ROSC refers to the Report on the Observance of Standards and Codes, which is a document prepared by either the World Bank or the International Monetary Fund after undertaking a summary assessment of the observance of selected standards relevant to private and financial sector development and stability.
In February last year, the World Bank published an ROSC on the accounting and auditing environment in Malaysia. The 2012 Corporate Governance ROSC is an update of an assessment conducted in 2005.
Naturally, the Securities Commission (SC) is pleased with the latest report. Said chairman Datuk Ranjit Ajit Singh: “It is important to have in place a strong corporate governance eco-system in order to sustain active investor interest and growth in the capital market.
“We are highly encouraged by the strong endorsement by the World Bank on the collective efforts by the regulators and the industry in strengthening corporate governance in Malaysia.”
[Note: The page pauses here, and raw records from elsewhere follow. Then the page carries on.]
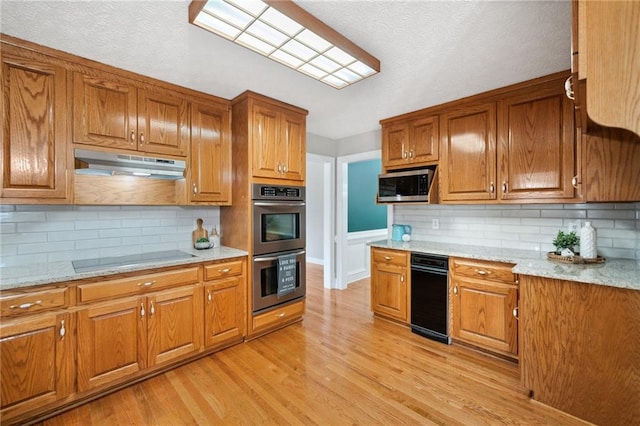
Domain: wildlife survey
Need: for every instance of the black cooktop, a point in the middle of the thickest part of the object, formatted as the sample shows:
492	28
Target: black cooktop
96	264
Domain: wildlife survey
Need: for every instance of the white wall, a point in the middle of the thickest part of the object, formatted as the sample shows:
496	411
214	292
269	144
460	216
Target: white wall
526	226
44	233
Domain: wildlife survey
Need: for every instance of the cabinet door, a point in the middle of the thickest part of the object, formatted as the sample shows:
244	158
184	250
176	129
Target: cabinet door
389	291
265	138
210	154
112	342
395	143
35	134
483	314
163	126
174	319
293	147
536	147
424	140
104	113
224	311
468	154
37	361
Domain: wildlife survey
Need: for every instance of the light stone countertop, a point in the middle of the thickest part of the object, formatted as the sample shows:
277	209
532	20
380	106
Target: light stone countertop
12	277
621	273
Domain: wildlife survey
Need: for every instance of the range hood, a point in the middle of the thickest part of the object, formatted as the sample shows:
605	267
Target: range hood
108	163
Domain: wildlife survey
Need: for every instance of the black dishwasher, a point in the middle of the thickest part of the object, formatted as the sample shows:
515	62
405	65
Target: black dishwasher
429	296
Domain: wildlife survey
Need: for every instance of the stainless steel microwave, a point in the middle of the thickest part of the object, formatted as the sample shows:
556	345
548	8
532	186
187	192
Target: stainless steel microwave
405	186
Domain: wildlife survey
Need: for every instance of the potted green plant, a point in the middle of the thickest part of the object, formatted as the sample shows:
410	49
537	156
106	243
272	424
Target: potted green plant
566	240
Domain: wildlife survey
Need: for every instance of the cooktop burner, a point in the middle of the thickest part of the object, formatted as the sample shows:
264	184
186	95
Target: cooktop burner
88	265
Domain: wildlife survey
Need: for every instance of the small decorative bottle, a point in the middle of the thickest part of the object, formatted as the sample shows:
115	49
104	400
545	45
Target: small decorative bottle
588	242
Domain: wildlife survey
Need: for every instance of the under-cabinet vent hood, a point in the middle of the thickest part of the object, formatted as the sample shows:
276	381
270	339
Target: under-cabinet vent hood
107	163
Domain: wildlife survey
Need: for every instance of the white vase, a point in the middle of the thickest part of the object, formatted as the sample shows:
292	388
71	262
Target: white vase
588	242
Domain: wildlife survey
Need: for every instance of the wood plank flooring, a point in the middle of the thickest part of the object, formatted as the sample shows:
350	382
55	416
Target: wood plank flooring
339	366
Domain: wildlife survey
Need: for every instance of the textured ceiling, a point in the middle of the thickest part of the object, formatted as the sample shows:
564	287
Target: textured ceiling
430	51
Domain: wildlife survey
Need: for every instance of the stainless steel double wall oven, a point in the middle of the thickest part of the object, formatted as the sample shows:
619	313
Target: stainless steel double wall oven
279	229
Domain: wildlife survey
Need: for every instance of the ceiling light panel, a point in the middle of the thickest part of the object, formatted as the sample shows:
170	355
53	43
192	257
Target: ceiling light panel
286	33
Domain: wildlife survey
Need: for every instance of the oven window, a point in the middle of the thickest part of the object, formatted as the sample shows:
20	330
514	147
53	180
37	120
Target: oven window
280	226
269	280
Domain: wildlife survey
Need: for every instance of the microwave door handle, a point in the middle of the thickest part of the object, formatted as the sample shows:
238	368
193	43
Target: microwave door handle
278	204
272	258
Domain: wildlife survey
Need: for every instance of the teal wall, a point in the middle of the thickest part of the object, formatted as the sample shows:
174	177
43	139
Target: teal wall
363	212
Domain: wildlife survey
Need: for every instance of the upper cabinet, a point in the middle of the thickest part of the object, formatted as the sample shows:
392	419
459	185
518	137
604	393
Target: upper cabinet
119	115
410	143
210	157
274	136
35	150
608	29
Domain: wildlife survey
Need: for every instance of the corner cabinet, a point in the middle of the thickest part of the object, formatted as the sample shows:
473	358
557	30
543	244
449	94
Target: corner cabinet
484	305
390	284
35	150
410	143
115	113
210	155
276	134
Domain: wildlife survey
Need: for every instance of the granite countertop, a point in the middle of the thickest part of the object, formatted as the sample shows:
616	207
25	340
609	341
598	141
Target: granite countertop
621	273
12	277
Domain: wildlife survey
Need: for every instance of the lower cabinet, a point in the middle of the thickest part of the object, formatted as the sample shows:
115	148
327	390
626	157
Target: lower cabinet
117	339
390	283
484	305
37	361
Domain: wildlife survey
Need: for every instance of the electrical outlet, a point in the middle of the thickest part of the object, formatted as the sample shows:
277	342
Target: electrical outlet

But enough with the back-patting. The assessment was a lot of work, and plenty of information and insight is presented in the report. This can surely help us improve. Here are some highlights:
The case for corporate governance
Apparently, the arguments for good corporate governance have not changed at all. To explain why corporate governance is important, the2012 Corporate Governance ROSC for Malaysia uses exactly the same text as that in the 2005 report.
The World Bank points out that for emerging economies, good corporate governance supports public policy objectives such as reducing vulnerability to financial crises, reinforcing property rights, lowering transaction and capital costs, and developing the capital market.
“Weak corporate governance frameworks reduce investor confidence, and can discourage outside investment. Also, as pension funds continue to invest more in equity markets, good corporate governance is crucial for preserving retirement savings,” it adds.
“Studies have shown that good corporate governance practices have led to significant increases in economic value added of firms, higher productivity, and lower risk of systemic financial failures for countries.”
Too old an Act?
The World Bank acknowledges that the Companies Act 1965 (CA) had critical amendments in 2006 and 2007, but reminds that the legislation is decades old.
It says: “While these are important amendments, the CA, based on the 1948 UK Act, and amended several times, still shows its age.” The bank says the Act lacks clarity on a range of issues, including key shareholder rights, and has a number of gaps. It adds that the Act offers “a weak basis” for issues of creditor rights, insolvency and liquidation.
Not yet half-way through
The assessment benchmarks Malaysia’s laws and practices against the Organisation for Economic Co-operation and Development’s Principles of Corporate Governance. Of the 73 assessed principles, only five are implemented at 50% or less. These relate to availability to vote both in person or in absentia (38%), disproportionate control disclosure (38%), disclosure of management of material conflicts of interest by institutional investors (42%), custodian voting by instruction from beneficial owners (44%), and treat all shareholders fairly (50%).
Mind the gaps
The World Bank has found that basic shareholder rights are “largely in place” in Malaysia. However, there are some gaps and omissions in the CA. “There is no explicit right for shareholders to receive dividends in proportion to their shareholdings or to receive them in a timely manner, though company articles may allow for both,” says the bank.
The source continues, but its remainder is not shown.